There are not (yet) many cases dealing with the discovery of litigants’ social networking information. Thus, whenever a court addresses the issue, it becomes newsworthy.
Romano v. Steelcase Inc. (N.Y. 9/21/10) [pdf] is a personal injury case. The defendant claimed that information the plaintiff posted on her Facebook and MySpace pages was inconsistent with her claim regarding the nature and extent of her injuries. The court disagreed with the plaintiff’s argument that she had any expectation of privacy what she posted on social networking sites:
Thus, when Plaintiff created her Facebook and MySpace accounts, she consented to the fact that her personal information would be shared with others, notwithstanding her privacy settings. Indeed, that is the very nature and purpose of these social networking sites else they would cease to exist. Since Plaintiff knew that her information may become publicly available, she cannot now claim that she had a reasonable expectation of privacy. As recently set forth by commentators regarding privacy and social networking sites, given the millions of users, “[i]n this environment, privacy is no longer grounded in reasonable expectations, but rather in some theoretical protocol better known as wishful thinking.”

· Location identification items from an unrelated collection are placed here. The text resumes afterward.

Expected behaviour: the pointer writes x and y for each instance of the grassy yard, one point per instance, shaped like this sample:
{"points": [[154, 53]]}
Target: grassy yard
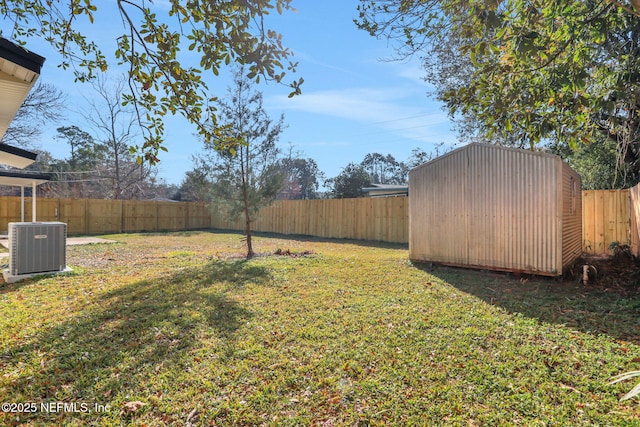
{"points": [[177, 329]]}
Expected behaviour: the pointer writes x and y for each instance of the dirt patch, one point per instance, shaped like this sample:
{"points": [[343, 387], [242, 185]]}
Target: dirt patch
{"points": [[287, 252], [619, 272]]}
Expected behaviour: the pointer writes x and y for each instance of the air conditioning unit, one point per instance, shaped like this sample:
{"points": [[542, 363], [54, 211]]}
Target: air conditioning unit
{"points": [[37, 247]]}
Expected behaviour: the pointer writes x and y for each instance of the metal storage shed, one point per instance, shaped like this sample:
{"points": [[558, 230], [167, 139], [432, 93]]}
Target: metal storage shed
{"points": [[491, 207]]}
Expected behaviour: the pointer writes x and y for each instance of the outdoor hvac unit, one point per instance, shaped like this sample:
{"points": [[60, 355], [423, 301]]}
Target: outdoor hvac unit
{"points": [[37, 247]]}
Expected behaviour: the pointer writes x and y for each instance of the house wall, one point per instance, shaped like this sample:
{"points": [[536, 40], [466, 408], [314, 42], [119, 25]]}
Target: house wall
{"points": [[490, 207]]}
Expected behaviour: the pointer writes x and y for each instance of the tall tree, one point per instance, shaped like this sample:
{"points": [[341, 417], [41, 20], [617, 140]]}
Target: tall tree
{"points": [[154, 44], [384, 169], [246, 174], [195, 187], [534, 71], [43, 105], [349, 182], [302, 178]]}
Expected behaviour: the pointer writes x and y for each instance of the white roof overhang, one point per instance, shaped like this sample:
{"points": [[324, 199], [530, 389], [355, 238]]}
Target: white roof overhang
{"points": [[19, 70]]}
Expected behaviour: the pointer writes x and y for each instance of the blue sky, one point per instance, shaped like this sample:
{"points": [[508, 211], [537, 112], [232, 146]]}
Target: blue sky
{"points": [[353, 102]]}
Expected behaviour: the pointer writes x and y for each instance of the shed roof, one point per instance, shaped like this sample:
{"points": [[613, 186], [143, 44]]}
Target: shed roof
{"points": [[490, 146]]}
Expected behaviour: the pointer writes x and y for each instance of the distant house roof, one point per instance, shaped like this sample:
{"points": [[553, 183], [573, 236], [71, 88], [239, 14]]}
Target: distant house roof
{"points": [[386, 190], [23, 179], [19, 70]]}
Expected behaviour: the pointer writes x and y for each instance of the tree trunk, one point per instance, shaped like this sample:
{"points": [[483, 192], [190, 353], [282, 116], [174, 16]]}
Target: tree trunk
{"points": [[245, 199]]}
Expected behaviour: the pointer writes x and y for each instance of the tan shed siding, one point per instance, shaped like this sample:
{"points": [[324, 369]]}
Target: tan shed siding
{"points": [[492, 207], [571, 216], [511, 208]]}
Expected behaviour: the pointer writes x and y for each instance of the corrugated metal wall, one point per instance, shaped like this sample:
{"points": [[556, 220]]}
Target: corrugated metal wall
{"points": [[571, 215], [491, 207]]}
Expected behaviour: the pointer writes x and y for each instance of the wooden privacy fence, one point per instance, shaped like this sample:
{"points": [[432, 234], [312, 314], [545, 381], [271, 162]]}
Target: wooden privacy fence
{"points": [[607, 216], [93, 216], [385, 219]]}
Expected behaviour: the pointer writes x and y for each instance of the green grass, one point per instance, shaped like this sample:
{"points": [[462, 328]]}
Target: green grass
{"points": [[353, 334]]}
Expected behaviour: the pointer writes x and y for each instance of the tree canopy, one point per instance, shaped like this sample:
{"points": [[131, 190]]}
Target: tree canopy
{"points": [[153, 45], [532, 71]]}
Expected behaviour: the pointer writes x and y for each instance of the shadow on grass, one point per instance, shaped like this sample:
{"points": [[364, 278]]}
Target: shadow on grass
{"points": [[305, 238], [549, 300], [136, 331]]}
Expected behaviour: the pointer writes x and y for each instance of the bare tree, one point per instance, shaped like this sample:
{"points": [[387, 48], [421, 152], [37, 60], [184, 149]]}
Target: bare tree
{"points": [[116, 128]]}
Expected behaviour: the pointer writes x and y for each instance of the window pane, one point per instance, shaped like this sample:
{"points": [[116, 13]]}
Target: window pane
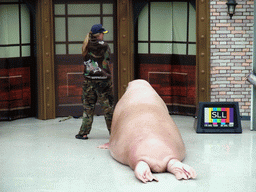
{"points": [[60, 49], [161, 48], [192, 49], [26, 51], [161, 21], [111, 46], [192, 23], [9, 1], [179, 21], [59, 9], [79, 27], [13, 51], [143, 48], [107, 8], [179, 49], [60, 29], [9, 22], [77, 9], [3, 52], [143, 25], [75, 48], [108, 25], [25, 24]]}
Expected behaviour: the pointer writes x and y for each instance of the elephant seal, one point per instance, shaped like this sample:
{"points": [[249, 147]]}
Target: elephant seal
{"points": [[144, 136]]}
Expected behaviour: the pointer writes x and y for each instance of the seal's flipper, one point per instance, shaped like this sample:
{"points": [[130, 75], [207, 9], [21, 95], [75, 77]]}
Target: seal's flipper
{"points": [[181, 170], [104, 146], [143, 173]]}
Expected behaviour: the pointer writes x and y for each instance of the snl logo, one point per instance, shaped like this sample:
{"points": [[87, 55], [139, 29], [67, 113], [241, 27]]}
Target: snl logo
{"points": [[219, 114]]}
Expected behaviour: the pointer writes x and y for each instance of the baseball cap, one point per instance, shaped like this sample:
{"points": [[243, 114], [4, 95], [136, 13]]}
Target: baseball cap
{"points": [[98, 28]]}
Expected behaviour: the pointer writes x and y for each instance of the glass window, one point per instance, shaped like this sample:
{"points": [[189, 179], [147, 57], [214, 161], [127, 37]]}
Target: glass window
{"points": [[161, 48], [78, 22], [160, 22], [107, 8], [60, 49], [143, 48], [74, 48], [59, 9], [192, 23], [108, 25], [179, 21], [25, 24], [9, 17], [60, 26], [78, 27], [170, 32], [143, 25], [15, 30]]}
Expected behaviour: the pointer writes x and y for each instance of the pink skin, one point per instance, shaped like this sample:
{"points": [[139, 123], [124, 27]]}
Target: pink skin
{"points": [[144, 136]]}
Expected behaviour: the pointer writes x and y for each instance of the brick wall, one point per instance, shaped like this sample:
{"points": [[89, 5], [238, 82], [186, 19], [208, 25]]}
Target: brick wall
{"points": [[231, 53]]}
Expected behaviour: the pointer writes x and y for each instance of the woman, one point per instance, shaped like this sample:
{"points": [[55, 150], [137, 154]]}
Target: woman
{"points": [[97, 84]]}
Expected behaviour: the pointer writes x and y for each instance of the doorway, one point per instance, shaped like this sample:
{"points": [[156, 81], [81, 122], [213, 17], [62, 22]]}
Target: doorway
{"points": [[165, 51], [72, 21]]}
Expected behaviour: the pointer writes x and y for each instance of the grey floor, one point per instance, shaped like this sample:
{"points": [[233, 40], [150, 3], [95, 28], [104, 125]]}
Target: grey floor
{"points": [[41, 155]]}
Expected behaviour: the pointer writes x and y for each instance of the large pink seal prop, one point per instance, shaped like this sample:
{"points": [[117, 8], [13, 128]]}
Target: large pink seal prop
{"points": [[144, 136]]}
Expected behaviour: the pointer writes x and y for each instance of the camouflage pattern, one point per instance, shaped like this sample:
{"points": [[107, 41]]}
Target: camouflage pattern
{"points": [[93, 91]]}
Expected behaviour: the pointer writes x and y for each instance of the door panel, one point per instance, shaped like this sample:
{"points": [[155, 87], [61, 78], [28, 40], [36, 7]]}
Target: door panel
{"points": [[73, 20], [166, 52]]}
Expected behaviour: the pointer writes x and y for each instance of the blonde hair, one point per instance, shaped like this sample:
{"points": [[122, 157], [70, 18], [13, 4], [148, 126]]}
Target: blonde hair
{"points": [[88, 37]]}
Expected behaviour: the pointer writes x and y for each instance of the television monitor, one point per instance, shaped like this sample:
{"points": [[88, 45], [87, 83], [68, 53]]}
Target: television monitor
{"points": [[218, 117]]}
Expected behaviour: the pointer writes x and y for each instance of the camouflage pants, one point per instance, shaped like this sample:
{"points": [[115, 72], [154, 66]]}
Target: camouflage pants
{"points": [[93, 91]]}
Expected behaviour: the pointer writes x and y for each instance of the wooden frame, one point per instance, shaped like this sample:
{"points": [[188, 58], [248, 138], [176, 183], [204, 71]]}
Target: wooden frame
{"points": [[45, 60]]}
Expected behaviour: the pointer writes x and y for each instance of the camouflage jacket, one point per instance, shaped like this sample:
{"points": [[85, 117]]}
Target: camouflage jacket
{"points": [[96, 62]]}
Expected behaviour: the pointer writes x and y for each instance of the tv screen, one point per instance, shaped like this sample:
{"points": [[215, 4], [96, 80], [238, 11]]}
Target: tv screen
{"points": [[218, 117]]}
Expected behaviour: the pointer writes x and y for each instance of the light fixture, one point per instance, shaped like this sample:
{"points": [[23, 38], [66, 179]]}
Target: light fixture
{"points": [[231, 7]]}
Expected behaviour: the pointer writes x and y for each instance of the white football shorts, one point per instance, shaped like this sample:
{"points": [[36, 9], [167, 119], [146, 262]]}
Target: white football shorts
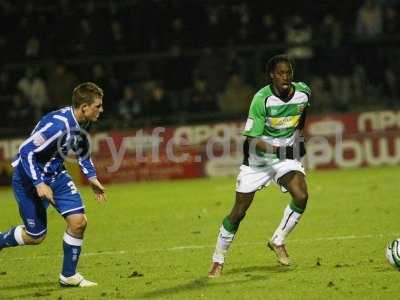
{"points": [[253, 179]]}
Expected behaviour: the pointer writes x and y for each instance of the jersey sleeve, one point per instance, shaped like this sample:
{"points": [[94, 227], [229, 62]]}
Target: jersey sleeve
{"points": [[256, 119], [39, 141], [83, 156]]}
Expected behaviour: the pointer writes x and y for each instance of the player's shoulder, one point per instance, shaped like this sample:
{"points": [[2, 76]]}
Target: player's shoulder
{"points": [[58, 118], [302, 87]]}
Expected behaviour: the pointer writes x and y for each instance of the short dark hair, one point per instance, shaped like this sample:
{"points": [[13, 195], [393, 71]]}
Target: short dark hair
{"points": [[273, 61], [86, 92]]}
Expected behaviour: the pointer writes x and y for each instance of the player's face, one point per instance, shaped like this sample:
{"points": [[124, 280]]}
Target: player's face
{"points": [[282, 77], [93, 111]]}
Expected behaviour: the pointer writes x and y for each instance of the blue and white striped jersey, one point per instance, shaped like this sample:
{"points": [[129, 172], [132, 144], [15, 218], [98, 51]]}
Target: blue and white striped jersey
{"points": [[42, 155]]}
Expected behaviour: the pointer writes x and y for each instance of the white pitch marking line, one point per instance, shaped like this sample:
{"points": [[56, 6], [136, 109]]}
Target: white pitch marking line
{"points": [[191, 247]]}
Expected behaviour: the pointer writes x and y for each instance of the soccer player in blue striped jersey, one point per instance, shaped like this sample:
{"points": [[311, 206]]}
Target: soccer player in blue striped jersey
{"points": [[40, 179]]}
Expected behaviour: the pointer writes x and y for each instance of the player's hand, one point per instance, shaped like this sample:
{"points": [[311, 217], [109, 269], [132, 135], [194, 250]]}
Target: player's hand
{"points": [[99, 190], [45, 192]]}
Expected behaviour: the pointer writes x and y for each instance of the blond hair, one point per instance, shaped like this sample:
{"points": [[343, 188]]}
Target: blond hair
{"points": [[86, 93]]}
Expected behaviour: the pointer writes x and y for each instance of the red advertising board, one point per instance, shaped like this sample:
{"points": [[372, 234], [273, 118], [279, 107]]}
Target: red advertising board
{"points": [[333, 141]]}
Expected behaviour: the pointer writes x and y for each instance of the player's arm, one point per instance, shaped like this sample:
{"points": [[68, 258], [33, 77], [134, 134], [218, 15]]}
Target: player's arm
{"points": [[88, 169], [31, 147]]}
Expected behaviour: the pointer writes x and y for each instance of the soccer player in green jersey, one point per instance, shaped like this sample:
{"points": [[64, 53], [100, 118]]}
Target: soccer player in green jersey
{"points": [[273, 149]]}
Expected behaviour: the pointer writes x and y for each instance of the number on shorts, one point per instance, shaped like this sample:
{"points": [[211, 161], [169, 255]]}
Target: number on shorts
{"points": [[72, 185]]}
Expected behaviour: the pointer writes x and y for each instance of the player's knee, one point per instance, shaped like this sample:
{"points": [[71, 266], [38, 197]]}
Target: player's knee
{"points": [[237, 216], [78, 226], [301, 199], [34, 240]]}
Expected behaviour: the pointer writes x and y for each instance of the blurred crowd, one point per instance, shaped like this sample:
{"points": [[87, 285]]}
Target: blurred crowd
{"points": [[171, 61]]}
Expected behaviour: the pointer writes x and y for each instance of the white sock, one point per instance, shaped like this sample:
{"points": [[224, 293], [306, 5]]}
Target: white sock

It is becoming increasingly more difficult to convince courts that individuals have any privacy expectations in social networking information. Instead, these discovery disputes turn on issues of relevancy—whether the information bears on any issue in the case. In cases involving injuries (whether physical or emotional, and including employment cases), plaintiffs will have a very hard time shielding this type of information from discovery.